Bir önceki yazımda, yeni dönemde uygulamaya geçen yeni hükümet sistemi ışığında Türk dış politikasını ele almıştım. Bu köşede daha önce belirttiğim üzere, Türkiye'deki karar alma mekanizmasının değişmesiyle birlikte dış politikadaki bazı sürekliliklere ek olarak birtakım değişiklikler de gerçekleşecek. Bu ortamda en önemli sorulardan biri, Türk-Amerikan ilişkilerinin yeni dönemde nasıl bir gidişat izleyeceği. Bu konu, Siyaset Ekonomi ve Toplum Araştırmaları Vakfı Washington Ofisi'nde (SETA DC) geçtiğimiz hafta düzenlenen bir panelde tartışıldı. Panelde, Türk-Amerikan ilişkileri hakkında hem geride kalan cumhurbaşkanlığı seçimleri sırasında yapılan yorumlara hem de önümüzdeki döneme ilişkin çeşitli görüşler dile getirildi.
İlk olarak panelistlerin çoğu, seçim döneminde çıkan haberlerin fazlasıyla önyargılı ve taraflı olduğu konusunda birleşti. Bazı medya organlarının ve bir kısım yorumcunun körüklediği Erdoğan karşıtı söylemler, seçimlere ilişkin algıyı ciddi ölçüde bozdu. Daha seçimlerden önce oy sandıklarının güvenliğine ilişkin kuşkular dile getirilse de, hiçbir ciddi usulsüzlük yaşanmaması bu iddiaları boşa çıkardı.

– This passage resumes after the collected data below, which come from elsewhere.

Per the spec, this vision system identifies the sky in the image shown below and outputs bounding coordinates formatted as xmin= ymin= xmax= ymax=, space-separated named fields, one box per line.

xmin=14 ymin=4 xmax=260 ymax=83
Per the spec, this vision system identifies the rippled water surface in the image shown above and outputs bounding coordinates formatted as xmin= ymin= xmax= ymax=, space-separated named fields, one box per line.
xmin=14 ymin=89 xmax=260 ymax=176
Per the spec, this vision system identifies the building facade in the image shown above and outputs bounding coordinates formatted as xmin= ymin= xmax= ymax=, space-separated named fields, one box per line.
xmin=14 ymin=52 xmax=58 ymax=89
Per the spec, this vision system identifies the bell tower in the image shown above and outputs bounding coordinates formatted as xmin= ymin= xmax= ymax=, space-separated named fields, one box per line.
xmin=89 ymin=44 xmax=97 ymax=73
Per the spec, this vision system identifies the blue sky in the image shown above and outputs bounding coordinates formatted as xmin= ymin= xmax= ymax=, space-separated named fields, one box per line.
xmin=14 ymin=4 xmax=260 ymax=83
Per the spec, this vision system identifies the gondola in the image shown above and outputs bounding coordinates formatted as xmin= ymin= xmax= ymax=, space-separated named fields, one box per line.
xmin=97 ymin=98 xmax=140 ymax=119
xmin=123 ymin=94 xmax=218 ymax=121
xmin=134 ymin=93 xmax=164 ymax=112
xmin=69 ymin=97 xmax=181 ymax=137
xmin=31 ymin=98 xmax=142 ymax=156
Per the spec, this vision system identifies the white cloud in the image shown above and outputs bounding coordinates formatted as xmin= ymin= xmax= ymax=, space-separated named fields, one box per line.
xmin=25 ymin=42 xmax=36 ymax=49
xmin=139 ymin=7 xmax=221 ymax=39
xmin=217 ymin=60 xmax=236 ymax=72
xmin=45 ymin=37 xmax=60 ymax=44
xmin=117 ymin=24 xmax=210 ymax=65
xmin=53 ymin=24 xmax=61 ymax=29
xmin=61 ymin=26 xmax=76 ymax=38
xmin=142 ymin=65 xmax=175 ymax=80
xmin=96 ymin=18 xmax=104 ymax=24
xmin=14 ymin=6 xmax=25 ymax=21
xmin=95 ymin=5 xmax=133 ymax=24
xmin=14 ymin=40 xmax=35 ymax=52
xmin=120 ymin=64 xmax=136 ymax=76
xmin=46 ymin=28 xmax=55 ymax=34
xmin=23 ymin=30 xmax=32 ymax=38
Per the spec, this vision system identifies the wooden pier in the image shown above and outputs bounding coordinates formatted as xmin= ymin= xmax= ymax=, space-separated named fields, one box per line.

Bazı siyasiler, seçim gecesinin erken saatlerinde seçim sonuçlarına ilişkin birtakım kaygılar ve eleştiriler dile getirdi. Ancak muhalefet partilerinin elindeki nihai sonuçlar ile Yüksek Seçim Kurulu'nun ilan ettiği gayrı resmi sonuçlar aynıydı. Buna ek olarak, muhalefetin adaylarına yönelik yüksek beklentilerin de gerçekçi olmadığı anlaşıldı.
Muhalefetin önde gelen adayı Muharrem İnce'nin seçim yenilgisini kabul ettiği konuşmasında ifade ettiği gibi, Cumhurbaşkanı Recep Tayyip Erdoğan ile kendisinin aldığı oy arasında 10 milyondan fazla fark vardı. Panelistler Türk siyasetinin ve seçim sürecinin Batı medyasında yanlış yorumlandığına ve ABD ile Türkiye arasındaki iletişimin ve karşılıklı anlayışın gelişmesi gerektiğine dikkat çekti. Amerikan yönetimlerinin Türkiye'ye stratejik ortak muamelesi yapmaması ve Türkiye'nin endişelerini ve önceliklerini sürekli görmezden gelmesi, panelistler tarafından sıkça dile getirildi.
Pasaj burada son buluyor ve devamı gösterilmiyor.